Environmental problems


In 2.0, each layer of proxy/ Channel/Agent has a detailed error code, through which you can intuitively determine the cause of task error.
Aiming at the problem of the machine itself, and through the data of monitoring and control system, after a failed mission will trigger the environment inspection, including downtime, disk space, load, etc., if you have corresponding API will directly return machine has a problem, and also the head of the machine shall be returned, so that users who can know why when I read the result processing. At the same time, these diagnostic abilities will be opened by the way of nail robot, so that people can directly check and confirm in the group @ robot.





stable


From the previous introduction, we can see that we are actually the infrastructure of operation and maintenance, just like water, electricity and coal in life. All the operation of the server depends on us strongly. When we have a failure, if there is a serious failure of online services, we can only wait for the service failure. Because we cannot operate the server, release and change the server, we have high requirements on system stability. Same-city dual-machine room and remote multi-center DISASTER recovery deployment are achieved, relying on storage such as mysql/ Redis /hbase. The storage itself has high availability guarantee. On top of this, we also make redundancy between storage to ensure that any single storage failure will not affect the business. I believe that there are few systems in the industry to achieve this degree.


security


You can operate 500,000 servers in 1 minute. You can operate tens of thousands of machines in such an instant by typing the command and hitting enter. If it is a malicious destructive operation, the impact can be imagined. Therefore, the high-risk command block function is implemented to automatically identify and block some high-risk operations. The entire invocation link is encrypted and signed to ensure that no third party can crack or tamper with it. In view of the possible leakage problem of API accounts, the command mapping function is developed to change the commands in the operating system by mapping. For example, the reboot command may need to be imported to A1B2, and the mapping relationship of each API account is different.


The environment


Environmental problems such as machine downtime can be solved by connecting with monitoring data. As mentioned above, the problem of network isolation is no longer stated too much.

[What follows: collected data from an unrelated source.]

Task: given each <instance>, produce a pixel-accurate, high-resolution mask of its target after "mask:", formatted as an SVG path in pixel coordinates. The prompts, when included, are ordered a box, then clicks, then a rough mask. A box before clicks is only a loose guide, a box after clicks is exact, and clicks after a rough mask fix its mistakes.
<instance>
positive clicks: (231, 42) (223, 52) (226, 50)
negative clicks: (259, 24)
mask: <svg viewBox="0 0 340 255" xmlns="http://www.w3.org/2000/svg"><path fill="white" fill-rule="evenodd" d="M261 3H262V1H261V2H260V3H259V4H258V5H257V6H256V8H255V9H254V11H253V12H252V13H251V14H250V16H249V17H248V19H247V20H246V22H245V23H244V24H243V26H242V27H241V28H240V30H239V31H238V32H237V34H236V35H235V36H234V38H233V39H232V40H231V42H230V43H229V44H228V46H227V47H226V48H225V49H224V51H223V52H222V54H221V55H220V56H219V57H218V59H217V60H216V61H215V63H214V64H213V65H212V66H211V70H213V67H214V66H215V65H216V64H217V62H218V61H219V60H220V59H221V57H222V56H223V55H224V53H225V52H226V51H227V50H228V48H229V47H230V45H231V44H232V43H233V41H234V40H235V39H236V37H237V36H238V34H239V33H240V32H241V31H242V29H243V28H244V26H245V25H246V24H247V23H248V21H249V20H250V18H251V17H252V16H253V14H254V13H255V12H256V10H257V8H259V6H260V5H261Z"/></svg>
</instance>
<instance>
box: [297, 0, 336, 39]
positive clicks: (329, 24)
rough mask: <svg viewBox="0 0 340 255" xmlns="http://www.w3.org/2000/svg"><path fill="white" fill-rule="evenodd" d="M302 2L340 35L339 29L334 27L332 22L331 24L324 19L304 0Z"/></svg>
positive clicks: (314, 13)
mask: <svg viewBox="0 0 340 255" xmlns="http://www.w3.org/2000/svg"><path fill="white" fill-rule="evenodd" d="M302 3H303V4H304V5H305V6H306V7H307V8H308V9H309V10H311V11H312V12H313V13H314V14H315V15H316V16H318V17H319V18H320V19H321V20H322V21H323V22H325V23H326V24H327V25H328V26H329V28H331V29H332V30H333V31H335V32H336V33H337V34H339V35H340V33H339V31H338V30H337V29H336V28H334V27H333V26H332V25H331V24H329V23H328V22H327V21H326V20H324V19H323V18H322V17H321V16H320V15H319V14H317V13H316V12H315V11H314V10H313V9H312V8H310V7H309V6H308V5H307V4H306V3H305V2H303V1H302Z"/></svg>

Here emphasizes the next entry in the CMDB data and the Agent to collect the data inconsistency problem, mainly is the SN, IP these basic information, because everyone is when using the first machine information, removed from a CMDB to invoke our system again, if you don’t agree, will cause the failure of calls directly, why SN/IP inconsistent problem?
The data in THE CMDB is generally triggered and entered by manual or other systems, while the Agent is actually collected from the machine. Some motherboards of the machine do not record SN, and some machines have many network cards, etc. The environment is complicated and various situations exist.
To solve this kind of situation is through the establishment of specification, make standard of SN, IP acquisition, respectively, to allow the machine custom machine SN/IP, cooperate with the specification also provides acquisition tool, not only is our Agent, and all other acquisition machine scene can make use of the information acquisition tool, when the standard updated we will update the small tools, In this way, the transparency of the upper level business is realized.